The wombat looked around. “And this isn’t Australia?”

“Different continent. Besides, they’re not intelligent.”

The wombat muttered something under his breath about “bloody research department” and then shrugged. “S’all right mate. We’re used to cockups in this business. After all, it’s the job that counts, isn’t it? So let’s get on with it.”

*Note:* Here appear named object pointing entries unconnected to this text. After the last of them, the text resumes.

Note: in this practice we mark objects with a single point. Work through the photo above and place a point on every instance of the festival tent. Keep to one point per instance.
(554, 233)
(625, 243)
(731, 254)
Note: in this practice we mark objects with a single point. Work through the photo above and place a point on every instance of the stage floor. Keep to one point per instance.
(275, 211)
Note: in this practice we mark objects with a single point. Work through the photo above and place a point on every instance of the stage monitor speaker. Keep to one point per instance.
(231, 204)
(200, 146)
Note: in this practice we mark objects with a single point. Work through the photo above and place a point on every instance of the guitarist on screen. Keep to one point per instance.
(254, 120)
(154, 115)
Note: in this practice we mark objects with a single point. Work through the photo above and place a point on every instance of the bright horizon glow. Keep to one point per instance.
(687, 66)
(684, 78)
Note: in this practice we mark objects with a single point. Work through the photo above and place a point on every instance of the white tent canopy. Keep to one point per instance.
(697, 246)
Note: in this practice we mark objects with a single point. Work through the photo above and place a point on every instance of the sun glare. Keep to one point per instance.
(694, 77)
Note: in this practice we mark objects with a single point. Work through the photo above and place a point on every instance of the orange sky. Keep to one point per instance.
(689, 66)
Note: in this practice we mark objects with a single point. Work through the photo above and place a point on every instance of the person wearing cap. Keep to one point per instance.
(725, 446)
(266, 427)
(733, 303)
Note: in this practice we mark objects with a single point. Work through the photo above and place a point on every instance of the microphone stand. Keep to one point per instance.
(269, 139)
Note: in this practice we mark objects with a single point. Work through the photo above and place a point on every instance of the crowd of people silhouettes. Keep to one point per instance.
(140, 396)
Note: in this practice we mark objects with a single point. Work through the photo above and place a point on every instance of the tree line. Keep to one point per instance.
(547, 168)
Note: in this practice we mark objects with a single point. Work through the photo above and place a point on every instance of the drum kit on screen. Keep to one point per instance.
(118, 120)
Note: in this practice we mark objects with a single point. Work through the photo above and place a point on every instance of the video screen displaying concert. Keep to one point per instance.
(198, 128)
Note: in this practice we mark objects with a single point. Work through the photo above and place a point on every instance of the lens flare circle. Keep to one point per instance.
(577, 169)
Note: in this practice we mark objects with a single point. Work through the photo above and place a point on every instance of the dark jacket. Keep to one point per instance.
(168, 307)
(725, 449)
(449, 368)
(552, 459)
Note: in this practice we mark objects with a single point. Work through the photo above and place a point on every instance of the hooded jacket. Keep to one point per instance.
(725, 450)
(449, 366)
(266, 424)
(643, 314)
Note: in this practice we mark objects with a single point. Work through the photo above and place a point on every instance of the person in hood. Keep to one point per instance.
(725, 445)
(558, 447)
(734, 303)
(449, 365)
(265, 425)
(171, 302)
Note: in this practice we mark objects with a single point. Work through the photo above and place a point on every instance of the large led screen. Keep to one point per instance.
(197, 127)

No, I don’t really know what they did, but they did something. All of a sudden stuff started to work, and not just the coffee urn. For the first time in living memory the plotter would produce three drawings in a row without shredding one. The etch bath temperature stabilized and the manufacturer’s specs actually worked. And all the while there’s this gang of refugees from an Australian zoo over in the comer, obviously working away at I-don’t-know-what.

At first we didn’t know what to make of it. I mean suddenly our work load was cut maybe by two-thirds. We started working eight-hour days. No more weekends. And we were actually filling out our schedule sheets honestly! It was amazing.

Oh, there was the usual quota of corporate BS to deal with. The company started a new quality drive. We got a couple of visits from inspection teams looking for safety violations. Our consultants pretended to be stuffed animals and we explained them as gifts for Sanchez’s nieces, but that was the closest we had to a problem.

So there we were, sailing along. The latest revision of TMFB was working fine, all our projects were on schedule for a change and most of them were under budget. Life was good.

I should have been scared to death.


I didn’t really begin to figure it out until Dark Gray Tuesday, the day before Black Wednesday, the Night Eagle’s scheduled rollout.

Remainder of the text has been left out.